Do you want to be the Doctor, Doctor?
Do you want to be the Doctor, Doctor?

It’s the tenth chance you’ll get
Think you’ve seen it all?
You ain’t seen nothing yet!
In the TARDIS you try to fly
To be a hero, to be the Lord of Time!

IT’S THE TENTH CHANCE YOU’VE HAD
CAN YOU STILL STAND THE HEAT?
CAUSE YOU’LL FACE DEFEAT!
YOUR LIFE WILL BE SO SAD, OH SO SAD!

Do you want to be the Doctor, Doctor?

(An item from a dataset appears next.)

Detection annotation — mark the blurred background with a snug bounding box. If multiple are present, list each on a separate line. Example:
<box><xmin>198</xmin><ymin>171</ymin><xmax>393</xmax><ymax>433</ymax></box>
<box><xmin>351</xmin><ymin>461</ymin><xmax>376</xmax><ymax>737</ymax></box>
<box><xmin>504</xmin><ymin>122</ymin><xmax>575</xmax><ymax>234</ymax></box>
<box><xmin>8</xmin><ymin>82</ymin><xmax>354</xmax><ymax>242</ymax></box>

Doctor?
Do you want to be the Doctor, Doctor? Doctor?
You’ll see some parallel worlds
Cybermen, Sarah Jane, and Touchwood
Travel to the very edge of space
And STILL remember:
To save the human race!

IT’S THE TENTH CHANCE YOU’VE HAD
CAN YOU STILL STAND THE HEAT?
CAUSE YOU’LL FACE DEFEAT!
YOUR LIFE WILL BE SO SAD, OH SO SAD!

Do you want to be the Doctor, Doctor? HUH?!
Do you want to be the Doctor, Doctor? HUH?!
Do you want to be the Doctor, Doctor? HUH?!
Do you want to be the Doctor, Doctor? HUH?!